Posted by Doug Cutting <cu...@apache.org>.
Justin Santa Barbara wrote:
> @SuppressWarnings("all")
> public interface BulkData {
>   ByteBuffer read() throws AvroRemoteException;
>   Void write(@Named("data") ByteBuffer data) throws AvroRemoteException;
> }

I've taken a different approach in AVRO-185.

   https://issues.apache.org/jira/browse/AVRO-185

There I simply added the protocol to the generated interface, so 
reflection need no longer be used to determine the method list, nor 
method parameter names.

> I'm guessing there's some historical reason here - can anyone fill me in on
> the reasoning?

The historic reason is that reflect was implemented before specific, and 
specific was built to depend on reflect.  Reflect already had a means to 
get the method list (including parameter names) from an interface, so 
none was added for specific.

Doug

Re: Why Paranamer?

Posted by Philip Zeyliger <ph...@cloudera.com>.
Hi Justin,

I very much agree that it would be great to get rid of the paranamer
build step for the generated code.

> Given some of the complexities involved in paranamer builds, I'm wondering
> why Avro doesn't use annotations instead.  It seems that parameter names are
> only needed for Avro interfaces, and these are mostly generated from .avpr
> files (rather than being hand-written).

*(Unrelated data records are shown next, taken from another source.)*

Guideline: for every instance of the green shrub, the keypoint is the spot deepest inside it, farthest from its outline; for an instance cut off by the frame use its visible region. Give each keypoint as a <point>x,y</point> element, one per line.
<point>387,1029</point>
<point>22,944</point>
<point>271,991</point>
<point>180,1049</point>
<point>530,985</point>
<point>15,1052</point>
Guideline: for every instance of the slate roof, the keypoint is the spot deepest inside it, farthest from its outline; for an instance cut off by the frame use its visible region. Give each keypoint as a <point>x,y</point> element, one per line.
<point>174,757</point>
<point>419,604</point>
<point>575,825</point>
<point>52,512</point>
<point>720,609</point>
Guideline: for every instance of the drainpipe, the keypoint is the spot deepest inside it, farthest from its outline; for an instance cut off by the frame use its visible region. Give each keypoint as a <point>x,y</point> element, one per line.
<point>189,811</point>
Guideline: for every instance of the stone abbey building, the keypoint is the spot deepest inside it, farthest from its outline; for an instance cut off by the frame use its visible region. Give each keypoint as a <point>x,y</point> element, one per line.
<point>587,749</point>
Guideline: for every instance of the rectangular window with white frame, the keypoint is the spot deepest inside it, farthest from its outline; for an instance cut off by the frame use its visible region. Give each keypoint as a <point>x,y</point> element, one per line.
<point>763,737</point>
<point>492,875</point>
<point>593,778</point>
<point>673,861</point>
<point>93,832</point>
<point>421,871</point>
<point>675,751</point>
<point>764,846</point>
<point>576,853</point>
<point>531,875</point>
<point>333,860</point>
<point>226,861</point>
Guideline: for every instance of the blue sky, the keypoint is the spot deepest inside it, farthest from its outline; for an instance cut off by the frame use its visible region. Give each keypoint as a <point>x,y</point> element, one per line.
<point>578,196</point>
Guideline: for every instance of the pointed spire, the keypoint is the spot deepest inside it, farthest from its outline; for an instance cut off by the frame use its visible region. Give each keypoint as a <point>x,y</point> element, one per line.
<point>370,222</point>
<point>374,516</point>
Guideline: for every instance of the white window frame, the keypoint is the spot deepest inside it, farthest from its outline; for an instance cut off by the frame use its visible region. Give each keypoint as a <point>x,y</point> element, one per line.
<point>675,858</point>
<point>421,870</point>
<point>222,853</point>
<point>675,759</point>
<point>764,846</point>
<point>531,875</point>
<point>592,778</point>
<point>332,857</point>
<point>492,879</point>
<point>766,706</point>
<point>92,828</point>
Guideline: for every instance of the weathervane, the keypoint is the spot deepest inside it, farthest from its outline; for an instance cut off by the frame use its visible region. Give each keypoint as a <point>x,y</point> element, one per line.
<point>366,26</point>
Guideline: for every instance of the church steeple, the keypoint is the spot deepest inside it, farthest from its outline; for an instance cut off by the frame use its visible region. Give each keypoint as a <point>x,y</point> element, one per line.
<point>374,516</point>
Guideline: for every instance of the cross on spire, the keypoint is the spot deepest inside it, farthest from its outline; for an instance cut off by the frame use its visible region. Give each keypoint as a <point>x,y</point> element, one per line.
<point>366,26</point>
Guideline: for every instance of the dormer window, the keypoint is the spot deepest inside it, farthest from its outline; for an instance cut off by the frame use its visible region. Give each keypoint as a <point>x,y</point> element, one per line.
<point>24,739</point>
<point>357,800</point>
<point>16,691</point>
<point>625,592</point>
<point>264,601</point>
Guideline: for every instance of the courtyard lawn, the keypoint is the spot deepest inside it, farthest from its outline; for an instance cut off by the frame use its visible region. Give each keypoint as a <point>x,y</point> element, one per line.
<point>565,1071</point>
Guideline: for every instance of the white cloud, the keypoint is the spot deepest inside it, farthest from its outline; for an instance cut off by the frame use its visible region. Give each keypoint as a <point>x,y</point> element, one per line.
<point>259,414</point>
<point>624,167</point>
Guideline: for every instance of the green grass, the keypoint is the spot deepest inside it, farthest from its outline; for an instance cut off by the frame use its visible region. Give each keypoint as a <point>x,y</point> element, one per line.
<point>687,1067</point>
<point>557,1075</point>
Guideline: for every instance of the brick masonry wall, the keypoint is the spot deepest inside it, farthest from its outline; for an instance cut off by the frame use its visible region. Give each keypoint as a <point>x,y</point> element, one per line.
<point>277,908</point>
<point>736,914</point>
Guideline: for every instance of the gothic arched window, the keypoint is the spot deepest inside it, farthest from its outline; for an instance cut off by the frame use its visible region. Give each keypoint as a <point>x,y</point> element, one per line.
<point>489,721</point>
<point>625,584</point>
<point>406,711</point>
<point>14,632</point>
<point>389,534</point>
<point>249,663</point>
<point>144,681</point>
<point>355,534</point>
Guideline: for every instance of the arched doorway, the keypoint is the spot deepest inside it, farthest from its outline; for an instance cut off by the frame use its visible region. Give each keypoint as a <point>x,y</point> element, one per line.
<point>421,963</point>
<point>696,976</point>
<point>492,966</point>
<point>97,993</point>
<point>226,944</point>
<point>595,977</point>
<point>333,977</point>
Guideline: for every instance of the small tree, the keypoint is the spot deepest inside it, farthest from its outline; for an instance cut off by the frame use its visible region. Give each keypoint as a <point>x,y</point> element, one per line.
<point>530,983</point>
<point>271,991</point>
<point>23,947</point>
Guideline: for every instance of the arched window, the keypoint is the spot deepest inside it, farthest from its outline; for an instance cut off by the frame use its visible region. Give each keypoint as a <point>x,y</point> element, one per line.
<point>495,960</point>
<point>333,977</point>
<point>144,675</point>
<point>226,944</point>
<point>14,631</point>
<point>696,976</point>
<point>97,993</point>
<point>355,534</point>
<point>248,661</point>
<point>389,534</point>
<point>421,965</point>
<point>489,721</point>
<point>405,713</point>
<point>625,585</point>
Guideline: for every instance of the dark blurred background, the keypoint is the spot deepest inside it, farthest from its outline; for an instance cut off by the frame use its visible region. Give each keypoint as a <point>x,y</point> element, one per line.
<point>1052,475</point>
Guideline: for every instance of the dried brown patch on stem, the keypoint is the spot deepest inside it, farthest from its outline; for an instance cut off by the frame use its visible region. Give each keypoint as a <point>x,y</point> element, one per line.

For the generated code, there's a ticket
(http://issues.apache.org/jira/browse/AVRO-164) to generate the
paranamer data as part of the code-generation, instead of needing a
paranamer build step.

> I'm guessing there's some historical reason here - can anyone fill me in on
> the reasoning?

I believe that the goal is to replace seamlessly how Hadoop handles
RPCs; that's done using reflection on existing interfaces (instead of
generating code from an .avpr file).  It's not practical to go back
and annotate each parameter in the existing code.  "Void
write(@Named("data") ByteBuffer data)" may be fine in generated code,
but it's a bit messy in normal code.

I like your implementation, and using annotations has a certain
elegance.  It'd be nice not to have two different code paths for
figuring out the parameters (though it wouldn't be the worst thing in
the world).  What do you think of the approach in AVRO-164, which
would be to simply generate the public static final String (or is it
String[]--don't remember) that Paranamer uses?